The resurrection of Jesus is meaningless unless you know about the life Jesus lived and the way he died. So it is that Saint Peter begins by pointing out to his audience how “God anointed Jesus of Nazareth with the Holy Spirit and with power; how he went about doing good and healing all who were oppressed by the devil, for God was with him.” He then went on to declare that Jesus was duly executed by state authority, thereby letting his hearers know in no uncertain terms that the good Jesus did was an intolerable afront to the powers that be. His death was therefore entirely predictable. It is what happens when powerless people speak truth to power. That much is hardly surprising. What shocked Peter’s audience is the assertion that God raised this Jesus, that God is not on the side of the global, societal or ecclesiastical winners, but on the side of the vulnerable, the outcast, the refugee, the sick and the homeless. “God,” Saint Peter tells us, is not who we thought God was.

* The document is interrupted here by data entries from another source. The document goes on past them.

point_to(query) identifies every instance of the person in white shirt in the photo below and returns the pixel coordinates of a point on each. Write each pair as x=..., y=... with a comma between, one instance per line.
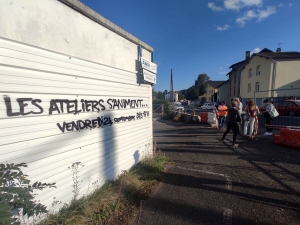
x=239, y=107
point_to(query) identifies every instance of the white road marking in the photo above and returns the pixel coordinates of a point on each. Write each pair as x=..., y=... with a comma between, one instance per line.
x=227, y=213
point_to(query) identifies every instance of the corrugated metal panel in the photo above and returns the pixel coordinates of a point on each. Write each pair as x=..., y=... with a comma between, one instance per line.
x=37, y=128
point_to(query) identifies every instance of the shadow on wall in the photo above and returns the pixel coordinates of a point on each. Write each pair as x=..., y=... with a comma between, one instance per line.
x=108, y=145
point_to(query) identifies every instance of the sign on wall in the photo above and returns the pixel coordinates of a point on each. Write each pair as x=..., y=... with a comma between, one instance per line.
x=150, y=77
x=149, y=70
x=150, y=66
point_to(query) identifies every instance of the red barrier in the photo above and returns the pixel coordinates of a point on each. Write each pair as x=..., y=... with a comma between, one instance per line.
x=204, y=117
x=288, y=137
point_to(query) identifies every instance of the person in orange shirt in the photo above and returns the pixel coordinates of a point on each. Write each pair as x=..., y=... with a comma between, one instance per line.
x=222, y=112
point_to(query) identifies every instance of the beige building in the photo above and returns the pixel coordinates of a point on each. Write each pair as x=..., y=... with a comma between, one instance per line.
x=235, y=78
x=270, y=74
x=170, y=97
x=212, y=90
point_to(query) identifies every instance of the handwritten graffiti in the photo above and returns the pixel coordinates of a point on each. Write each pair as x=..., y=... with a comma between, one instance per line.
x=23, y=102
x=99, y=122
x=60, y=106
x=85, y=124
x=123, y=103
x=124, y=118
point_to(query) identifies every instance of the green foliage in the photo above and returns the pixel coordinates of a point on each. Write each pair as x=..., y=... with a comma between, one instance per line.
x=17, y=193
x=168, y=113
x=181, y=97
x=192, y=93
x=116, y=201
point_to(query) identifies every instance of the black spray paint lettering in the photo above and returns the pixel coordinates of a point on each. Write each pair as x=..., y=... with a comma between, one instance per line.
x=23, y=102
x=124, y=118
x=72, y=106
x=123, y=103
x=85, y=124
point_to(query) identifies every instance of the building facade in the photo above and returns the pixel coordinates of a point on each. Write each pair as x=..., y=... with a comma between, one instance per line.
x=70, y=95
x=211, y=94
x=171, y=97
x=269, y=74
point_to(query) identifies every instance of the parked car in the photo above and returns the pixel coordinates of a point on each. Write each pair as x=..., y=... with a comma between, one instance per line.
x=178, y=106
x=286, y=107
x=207, y=105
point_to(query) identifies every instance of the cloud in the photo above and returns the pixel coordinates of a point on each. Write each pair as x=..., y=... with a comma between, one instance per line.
x=263, y=14
x=225, y=27
x=255, y=50
x=213, y=7
x=247, y=16
x=256, y=14
x=238, y=4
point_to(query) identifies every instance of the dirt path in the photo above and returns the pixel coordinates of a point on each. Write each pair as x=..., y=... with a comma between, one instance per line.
x=210, y=182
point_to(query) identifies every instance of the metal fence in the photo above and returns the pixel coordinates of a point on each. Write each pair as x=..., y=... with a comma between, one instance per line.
x=287, y=103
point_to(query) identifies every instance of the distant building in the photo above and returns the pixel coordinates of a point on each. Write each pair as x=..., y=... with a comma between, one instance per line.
x=223, y=92
x=271, y=74
x=170, y=97
x=211, y=94
x=235, y=78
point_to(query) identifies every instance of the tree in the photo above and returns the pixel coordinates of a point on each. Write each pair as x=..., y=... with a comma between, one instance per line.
x=181, y=97
x=154, y=94
x=200, y=83
x=160, y=95
x=192, y=93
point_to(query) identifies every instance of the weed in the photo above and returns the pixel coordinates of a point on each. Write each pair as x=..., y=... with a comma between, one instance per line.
x=116, y=201
x=17, y=195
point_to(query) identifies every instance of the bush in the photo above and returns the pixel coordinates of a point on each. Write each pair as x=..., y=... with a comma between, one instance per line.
x=17, y=193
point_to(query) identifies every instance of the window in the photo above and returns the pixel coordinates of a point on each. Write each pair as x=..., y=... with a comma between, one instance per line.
x=249, y=87
x=257, y=86
x=257, y=70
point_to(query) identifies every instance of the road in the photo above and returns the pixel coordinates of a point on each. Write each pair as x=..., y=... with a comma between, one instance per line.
x=209, y=182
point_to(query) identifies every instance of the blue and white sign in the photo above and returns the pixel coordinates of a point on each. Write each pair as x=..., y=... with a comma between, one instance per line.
x=150, y=66
x=150, y=77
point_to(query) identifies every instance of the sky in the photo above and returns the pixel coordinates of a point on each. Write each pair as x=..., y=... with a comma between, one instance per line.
x=204, y=36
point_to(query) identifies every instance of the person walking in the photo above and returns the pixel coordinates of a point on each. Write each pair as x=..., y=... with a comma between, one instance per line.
x=268, y=118
x=233, y=118
x=239, y=105
x=251, y=111
x=222, y=113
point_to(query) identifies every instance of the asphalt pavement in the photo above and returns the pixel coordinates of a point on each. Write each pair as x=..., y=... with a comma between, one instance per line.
x=209, y=182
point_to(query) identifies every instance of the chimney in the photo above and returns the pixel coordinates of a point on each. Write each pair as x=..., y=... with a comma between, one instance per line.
x=247, y=55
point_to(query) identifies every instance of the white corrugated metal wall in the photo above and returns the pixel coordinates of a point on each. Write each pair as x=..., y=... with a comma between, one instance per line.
x=35, y=87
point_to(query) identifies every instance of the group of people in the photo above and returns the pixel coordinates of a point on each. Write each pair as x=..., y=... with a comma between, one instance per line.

God’s priorities are not what we thought they were.

This is good news because it means neither the powers that wield the specter of death nor even death itself need be feared. And how much more so our lesser fears. Jesus’ resurrection is good news because there is a lot of crap we don’t have to worry about anymore. We don’t have to worry about what college we do or do not get into. We don’t have to worry about getting to that much coveted Nirvana of “financial security.” We don’t need to worry about what we look like in the latest style or whether we are wearing anything close to the latest style. We don’t need to sleep behind locked doors with a loaded revolver next to the bed. We don’t have to worry about whether the nation we live in has enough bombs and missiles to protect itself. We don’t need to obsess over who other people love and marry or any of those other culture war issues that get so many so called Christians’ underwear in a bunch. We don’t need to agonize over the past or fret about the future. That frees us up for what matters.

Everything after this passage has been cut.